Owning a horse is a dream for millions of people. Who wouldn’t love to head out to a field each day to be greeted by a beautiful piebald, or a thoroughbred beauty? There is a reason horses are used for therapy and more. When given the correct time and care, they are gentle animals, with a soft, intuitive and curious nature. They communicate in so many ways that they are quite divine.

However, the realities of horse ownership aren’t cheap or always glamorous.  Here are a couple of quick questions you should ask yourself:

  • What type of horse would be best for you or your child?
  •  Where will you go to purchase the horse?
  • Can you commit to daily care?
  • Can you afford the general costs of the horse, plus emergency expenses?
  • What equipment will you need?

Right Horse

When you are looking for the right horse for you, consider how you will be using the horse. Is it for you to hack and brush down daily, or you are intending to show your horse at a later date – all this will matter. Plus, you should be looking at how fast your children grow.  If the horse is for a child, then you should try and buy a younger horse so they can grow together.

Often, first time owners will opt for a horse that has already been broken in, meaning they are ready to be ridden and have been trained. If you are looking for a performer, you should look to get a horse who has a strong bloodline in the field. They will have been bred for that specific purpose.


There are a few options if you are intending to buy. One is a private sale, and the other is an auction. Both options have pros and cons.
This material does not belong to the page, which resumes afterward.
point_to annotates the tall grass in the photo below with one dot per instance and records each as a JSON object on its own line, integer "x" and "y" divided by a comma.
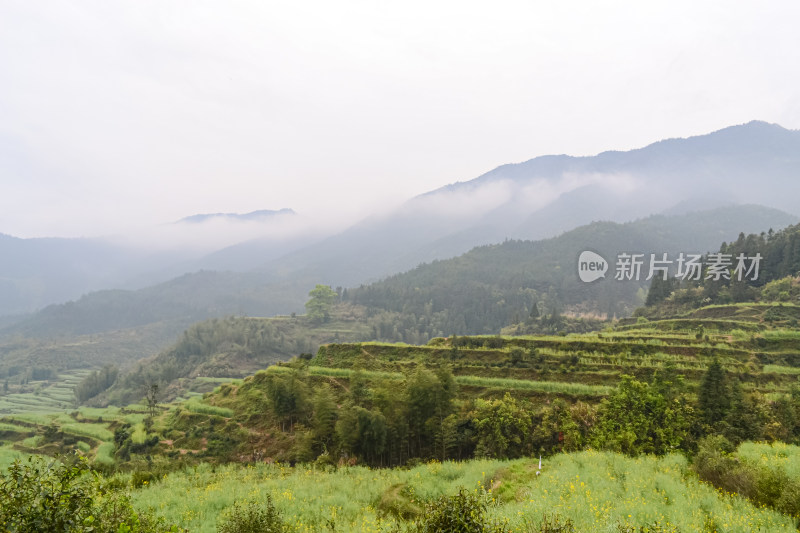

If you opt for auction, then you should take someone with you who is experienced with horses and have purchased from auctions before. With private sales, you typically get more time with the horse before making a decision, and you will have someone to contact should you need to so.

You could always opt to loan the horse, or go directly to a breeder and await a new arrival. But you should be aware that buying a horse can be complicated with agents, insurances, trainers and other advisors. There have been cases where things haven’t gone smoothly, and equine legal solutions have been required.

Never, ever skip the final examination. It might feel like it is an expense that you don’t want, but horses rarely have a money-back guarantee.


You will need to hack the horse often, keep up with training schedules, muck out the stables, have fresh hay, food and water at all times. Stables aren’t the cheapest option, but there is usually an agreement to be had and someone on site most of the time – which is ideal if you can’t do that.


Horses are beautiful creatures who often have buckets of patience and want to work with their owners. So take care of your new friend to the best of your ability, and you will have some wonderful rides.